"What are you going to do when they get to high school?"

This seemingly innocent question was the source of anxiety for many a homeschool family in the early days. Back when our family began in the eighties, homeschooling was still very much a pioneer movement--young and full of energy, but not yet sure what the later years would look like.

But more than twenty years down the road, homeschooling your highschooler is no longer uncharted territory. It has been done and is being done with ease and success, and needn't be the overwhelming proposition it initially appears to be. Curriculum and support abound, and if you know where you're heading, you can take your students through all twelve years with confidence.

GOALS
A company would never send an ocean liner out onto the high seas without a destination. In the same way, homeschooling your highschool-age children calls for a port to aim at. Yes, it's possible to look at high school itself as a goal, as many do in the public school arena. But in homeschooling, knowing where you want to end up is a fundamental question that will dictate curriculum choices, course of study, and ultimately, the success of the endeavor.

For some parents, high school is viewed as preparation for college. However, the issue is deeper than whether or not we should send our children to college. A friend of mine recently commented that as homeschoolers, we don't have to raise the next president. If we can help our children become honest, hardworking, responsible adults who love Jesus and seek to please Him in all areas, we can count ourselves successful. Whether or not they attend college is not our decision anyway, but the Lord's, and what we really need to seek is an understanding of the gifts and callings God created them with, and where He wants to take them in their lives. He may want one to be a doctor. He may have created another to excel at mechanics, gardening, or public relations.

Sometimes it is easily apparent which direction the Lord wants a child prepared in. Other times, it seems a profound mystery. Either way, the objective for high school is to get our children ready to take the place in life God has fashioned them for, even if we don't yet know what that is. In short, by the time they reach adulthood, they should be adults.

INDEPENDENCE
Seen from the perspective of preparation, high school is a season in which the teen works toward independence in many realms. Firstly, our over-riding desire and prayer is that they will make the transition from outward motivations of parents, rewards, and consequences, to the inward motivation that comes from a consciousness of a personal relationship to Jesus. It's no longer about "Dad said" and "I have to write neatly or Mom will make me do it over again." By graduation time, we hope to see conduct and motivations springing from a desire to please the Father.

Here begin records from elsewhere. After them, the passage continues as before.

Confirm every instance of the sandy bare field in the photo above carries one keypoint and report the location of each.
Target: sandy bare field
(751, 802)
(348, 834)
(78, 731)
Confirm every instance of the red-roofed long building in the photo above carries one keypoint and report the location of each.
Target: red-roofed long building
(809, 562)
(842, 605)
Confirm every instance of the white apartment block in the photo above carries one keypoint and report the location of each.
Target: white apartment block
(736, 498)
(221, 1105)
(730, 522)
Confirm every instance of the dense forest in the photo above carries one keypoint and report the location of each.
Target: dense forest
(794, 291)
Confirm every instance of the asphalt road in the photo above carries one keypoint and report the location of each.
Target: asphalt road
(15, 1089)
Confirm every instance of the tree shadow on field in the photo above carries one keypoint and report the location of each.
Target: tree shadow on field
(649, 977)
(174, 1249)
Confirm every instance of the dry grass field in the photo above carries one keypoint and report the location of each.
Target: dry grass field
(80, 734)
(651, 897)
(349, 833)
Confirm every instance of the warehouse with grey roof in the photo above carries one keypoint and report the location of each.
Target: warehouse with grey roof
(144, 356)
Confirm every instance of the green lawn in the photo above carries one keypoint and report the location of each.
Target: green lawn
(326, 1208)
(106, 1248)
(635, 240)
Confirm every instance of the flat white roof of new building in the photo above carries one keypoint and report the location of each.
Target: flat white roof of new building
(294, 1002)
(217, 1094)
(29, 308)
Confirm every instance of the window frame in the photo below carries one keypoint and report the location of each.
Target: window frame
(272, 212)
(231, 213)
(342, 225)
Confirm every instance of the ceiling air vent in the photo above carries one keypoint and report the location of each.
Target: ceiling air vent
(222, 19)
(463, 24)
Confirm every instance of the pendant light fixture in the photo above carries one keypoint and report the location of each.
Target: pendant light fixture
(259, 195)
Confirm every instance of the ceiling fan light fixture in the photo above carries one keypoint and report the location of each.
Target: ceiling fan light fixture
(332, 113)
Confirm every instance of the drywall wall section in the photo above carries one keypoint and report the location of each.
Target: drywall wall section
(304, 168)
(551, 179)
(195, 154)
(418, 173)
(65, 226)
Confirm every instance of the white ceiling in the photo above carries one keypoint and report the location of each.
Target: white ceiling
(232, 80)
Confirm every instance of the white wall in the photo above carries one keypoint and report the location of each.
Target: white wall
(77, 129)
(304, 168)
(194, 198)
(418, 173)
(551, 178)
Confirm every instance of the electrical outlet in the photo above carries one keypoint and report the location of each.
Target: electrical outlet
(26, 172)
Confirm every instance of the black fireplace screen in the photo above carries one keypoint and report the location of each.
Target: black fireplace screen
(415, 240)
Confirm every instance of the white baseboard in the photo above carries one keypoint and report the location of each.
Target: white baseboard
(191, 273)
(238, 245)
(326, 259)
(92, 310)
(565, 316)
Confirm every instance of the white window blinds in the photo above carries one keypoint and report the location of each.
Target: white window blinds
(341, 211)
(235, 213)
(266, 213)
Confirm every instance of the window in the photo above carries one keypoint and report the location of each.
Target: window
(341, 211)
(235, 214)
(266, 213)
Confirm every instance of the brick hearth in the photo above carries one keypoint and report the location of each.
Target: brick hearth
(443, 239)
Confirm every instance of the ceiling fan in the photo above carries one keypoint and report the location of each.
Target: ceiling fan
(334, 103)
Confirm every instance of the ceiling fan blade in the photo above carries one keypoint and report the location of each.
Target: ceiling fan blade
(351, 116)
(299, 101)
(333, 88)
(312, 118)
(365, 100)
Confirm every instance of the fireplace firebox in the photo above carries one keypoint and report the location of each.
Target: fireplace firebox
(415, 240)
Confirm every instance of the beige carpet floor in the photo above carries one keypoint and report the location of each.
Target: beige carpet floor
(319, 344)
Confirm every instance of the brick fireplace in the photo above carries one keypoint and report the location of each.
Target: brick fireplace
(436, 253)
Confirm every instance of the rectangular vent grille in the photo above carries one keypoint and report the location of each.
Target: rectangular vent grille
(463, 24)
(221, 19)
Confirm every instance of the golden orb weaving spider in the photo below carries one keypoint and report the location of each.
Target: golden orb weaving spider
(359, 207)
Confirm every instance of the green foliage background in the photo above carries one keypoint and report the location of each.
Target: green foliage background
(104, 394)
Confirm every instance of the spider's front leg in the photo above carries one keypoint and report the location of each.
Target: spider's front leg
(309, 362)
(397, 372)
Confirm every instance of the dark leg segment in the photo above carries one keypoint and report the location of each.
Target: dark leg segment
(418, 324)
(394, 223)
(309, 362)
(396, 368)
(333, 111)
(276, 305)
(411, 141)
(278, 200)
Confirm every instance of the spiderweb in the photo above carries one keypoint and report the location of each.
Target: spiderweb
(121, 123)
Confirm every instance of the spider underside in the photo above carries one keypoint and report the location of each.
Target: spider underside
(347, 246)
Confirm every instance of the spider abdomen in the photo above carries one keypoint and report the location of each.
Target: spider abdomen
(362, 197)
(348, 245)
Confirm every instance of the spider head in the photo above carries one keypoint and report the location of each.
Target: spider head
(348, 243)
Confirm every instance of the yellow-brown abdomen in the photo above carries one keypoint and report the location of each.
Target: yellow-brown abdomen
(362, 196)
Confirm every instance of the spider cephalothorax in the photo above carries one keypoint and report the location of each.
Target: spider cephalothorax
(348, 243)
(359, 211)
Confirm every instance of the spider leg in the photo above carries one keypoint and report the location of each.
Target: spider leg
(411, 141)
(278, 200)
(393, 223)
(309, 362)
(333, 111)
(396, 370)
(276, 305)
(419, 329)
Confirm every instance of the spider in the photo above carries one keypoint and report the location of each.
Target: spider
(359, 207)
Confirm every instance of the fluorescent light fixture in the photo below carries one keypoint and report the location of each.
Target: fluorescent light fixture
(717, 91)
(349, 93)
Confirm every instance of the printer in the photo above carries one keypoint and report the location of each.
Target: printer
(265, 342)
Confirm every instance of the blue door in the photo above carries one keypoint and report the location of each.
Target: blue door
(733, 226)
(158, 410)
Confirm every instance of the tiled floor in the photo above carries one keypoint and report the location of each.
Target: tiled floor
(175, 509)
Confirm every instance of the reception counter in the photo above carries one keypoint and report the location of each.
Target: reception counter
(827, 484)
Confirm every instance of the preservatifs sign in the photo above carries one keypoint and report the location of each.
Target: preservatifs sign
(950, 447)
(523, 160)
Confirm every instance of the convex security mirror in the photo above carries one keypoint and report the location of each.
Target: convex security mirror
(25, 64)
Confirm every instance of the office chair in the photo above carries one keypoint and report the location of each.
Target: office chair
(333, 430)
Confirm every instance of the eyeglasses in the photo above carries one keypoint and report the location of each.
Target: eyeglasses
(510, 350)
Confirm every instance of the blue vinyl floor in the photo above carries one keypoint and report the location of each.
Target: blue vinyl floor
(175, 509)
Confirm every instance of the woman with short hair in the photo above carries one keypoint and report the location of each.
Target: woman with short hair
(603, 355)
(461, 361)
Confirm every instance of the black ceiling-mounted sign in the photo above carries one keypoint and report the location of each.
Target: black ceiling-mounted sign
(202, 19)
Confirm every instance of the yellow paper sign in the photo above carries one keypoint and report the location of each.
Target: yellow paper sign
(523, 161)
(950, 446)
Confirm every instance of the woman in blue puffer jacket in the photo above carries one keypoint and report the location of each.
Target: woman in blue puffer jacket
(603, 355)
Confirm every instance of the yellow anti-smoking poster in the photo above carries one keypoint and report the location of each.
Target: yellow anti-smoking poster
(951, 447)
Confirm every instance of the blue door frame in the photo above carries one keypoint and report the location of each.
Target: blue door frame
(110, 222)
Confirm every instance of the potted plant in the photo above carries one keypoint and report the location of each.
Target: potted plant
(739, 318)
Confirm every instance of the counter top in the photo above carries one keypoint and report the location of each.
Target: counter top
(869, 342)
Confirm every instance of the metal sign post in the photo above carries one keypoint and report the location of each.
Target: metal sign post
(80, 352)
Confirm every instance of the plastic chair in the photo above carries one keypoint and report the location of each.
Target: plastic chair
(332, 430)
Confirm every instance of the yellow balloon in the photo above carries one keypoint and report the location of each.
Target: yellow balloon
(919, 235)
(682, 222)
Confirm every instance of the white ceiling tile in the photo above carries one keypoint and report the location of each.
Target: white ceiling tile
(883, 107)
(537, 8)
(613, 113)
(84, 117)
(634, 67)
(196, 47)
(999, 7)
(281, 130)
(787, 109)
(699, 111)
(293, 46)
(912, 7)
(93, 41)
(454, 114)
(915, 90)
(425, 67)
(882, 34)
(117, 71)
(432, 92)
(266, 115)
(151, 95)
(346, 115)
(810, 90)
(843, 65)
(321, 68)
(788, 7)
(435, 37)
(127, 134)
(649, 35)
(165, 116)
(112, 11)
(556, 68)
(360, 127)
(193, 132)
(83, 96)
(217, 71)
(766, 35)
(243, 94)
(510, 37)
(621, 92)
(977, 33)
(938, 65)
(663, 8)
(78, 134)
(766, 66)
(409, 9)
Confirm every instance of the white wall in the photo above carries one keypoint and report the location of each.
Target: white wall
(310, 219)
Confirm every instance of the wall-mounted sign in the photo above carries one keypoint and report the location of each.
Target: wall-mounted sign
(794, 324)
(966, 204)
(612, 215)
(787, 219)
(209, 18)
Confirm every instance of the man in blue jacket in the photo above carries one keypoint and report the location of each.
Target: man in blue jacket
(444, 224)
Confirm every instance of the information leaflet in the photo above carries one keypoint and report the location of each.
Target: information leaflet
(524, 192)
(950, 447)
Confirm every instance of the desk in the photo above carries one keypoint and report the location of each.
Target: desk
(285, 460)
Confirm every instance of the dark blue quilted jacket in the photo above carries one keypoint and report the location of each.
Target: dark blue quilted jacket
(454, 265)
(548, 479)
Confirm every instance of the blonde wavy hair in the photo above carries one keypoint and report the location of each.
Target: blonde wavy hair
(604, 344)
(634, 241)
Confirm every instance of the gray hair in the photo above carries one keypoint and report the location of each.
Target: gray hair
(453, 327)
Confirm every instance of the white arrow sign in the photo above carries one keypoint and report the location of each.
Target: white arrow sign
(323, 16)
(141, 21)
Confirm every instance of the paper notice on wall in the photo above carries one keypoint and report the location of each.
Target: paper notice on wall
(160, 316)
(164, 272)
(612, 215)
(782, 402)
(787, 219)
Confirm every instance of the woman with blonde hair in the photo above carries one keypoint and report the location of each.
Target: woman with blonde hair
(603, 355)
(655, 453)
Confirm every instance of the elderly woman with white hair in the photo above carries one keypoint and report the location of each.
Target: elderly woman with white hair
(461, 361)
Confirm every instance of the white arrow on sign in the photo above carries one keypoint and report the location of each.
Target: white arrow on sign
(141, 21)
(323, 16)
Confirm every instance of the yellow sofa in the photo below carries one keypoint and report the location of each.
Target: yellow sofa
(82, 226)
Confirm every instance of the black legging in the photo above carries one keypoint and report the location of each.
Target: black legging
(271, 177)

Decision making. It's surprising how many home school parents continue to make all the decisions for their 16, 17, 18-year-olds, then somehow expect that these children-turned-adults will be proficient in the decision making process, without ever trying their wings. A variation of this is that parents say they will let their son or daughter make a decision, but if they don't agree with the conclusion, they over-ride the teen's choice in favor of one that seems safer.

True, there are occasions when age and wisdom may need to step in to avert catastrophe. But no matter how long and strongly parents seek to control, prevent mistakes, and ward off embarrassment, the time will come when their child must stand alone. How sad it is if our children have reached that point not only un-equipped, but actually hindered by we who have been given the responsibility to steward them for God.

Responsibility. We all want our kids to marry someone who is responsible. But how often we fail to raise kids that others will want their responsible kids to marry! If we plan every academic move from kindergarten through twelfth grade and play the policeman to make sure they follow through, we are in danger of producing graduates that stand around waiting for someone to tell them what to do.